Join us as we welcome New York Times Bestselling author Amor Towles as a guest in our summer event series "Booked for Lunch." Mr. Towles' debut novel, Rules of Civility, was one of our bestsellers in 2011 and we are pleased to welcome him for the paperpack release.
Rules of Civility tells the tale of an uncompromising twenty-five-year-old, Katey Kontent. Katey embarks on a journey to elevate herself from the Wall Street secretarial pool through the upper classes in New York as she searches for a brighter future.
Mr. Towles will join us for a luncheon on Friday, August 24th at Stafford's Perry Hotel from noon to 2:00 p.m.
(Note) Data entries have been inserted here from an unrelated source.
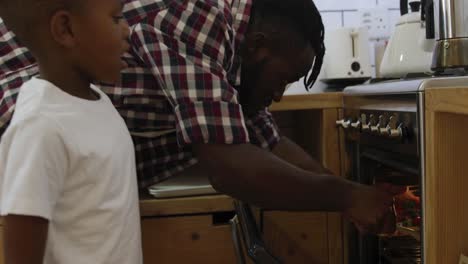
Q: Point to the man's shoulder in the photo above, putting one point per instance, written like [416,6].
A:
[137,10]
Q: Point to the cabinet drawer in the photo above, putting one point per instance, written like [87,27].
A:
[187,239]
[297,237]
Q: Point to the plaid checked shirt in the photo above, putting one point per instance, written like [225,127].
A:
[179,88]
This is a ticketed event and reservations are required. Tickets are $25.00 and are available online by clicking here or by calling 231-347-1180.
Praise for Rules of Civility:
"Manhattan in the late 1930s is the setting
for this saga of a bright, attractive and ambitious young woman whose
relationships with her insecure roommate and the privileged Adonis they
meet in a jazz club are never the same after an auto accident.
Towles'
buzzed-about first novel is an affectionate return to the post–Jazz Age
years, and the literary style that grew out of it (though seasoned with
expletives). Brooklyn girl Katey Kontent and her boardinghouse mate,
Midwestern beauty Eve Ross, are expert flirts who become an instant,
inseparable threesome with mysterious young banker Tinker Grey. With
him, they hit all the hot nightspots and consume much alcohol. After a
milk truck mauls his roadster with the women in it, permanently scarring
Eve, the guilt-ridden Tinker devotes himself to her, though he and she
both know he has stronger feelings for Katey. Strong-willed Katey works
her way up the career ladder, from secretarial job on Wall Street to
publisher’s assistant at Condé Nast, forging friendships with society
types and not allowing social niceties to stand in her way. Eve and
Tinker grow apart, and then Kate, belatedly seeing Tinker for what he
is, sadly gives up on him. Named after George Washington's book of moral
and social codes, this novel documents with breezy intelligence and
impeccable reserve the machinations of wealth and power at an historical
moment that in some ways seems not so different from the current one.
Tinker, echoing Gatsby, is permanently adrift. The novel is a bit light
on plot, relying perhaps too much on description. But the characters are
beautifully drawn, the dialogue is sharp and Towles avoids the period
nostalgia and sentimentality to which a lesser writer might succumb.
An elegant, pithy performance by a first-time novelist who couldn’t seem more familiar with his characters or territory."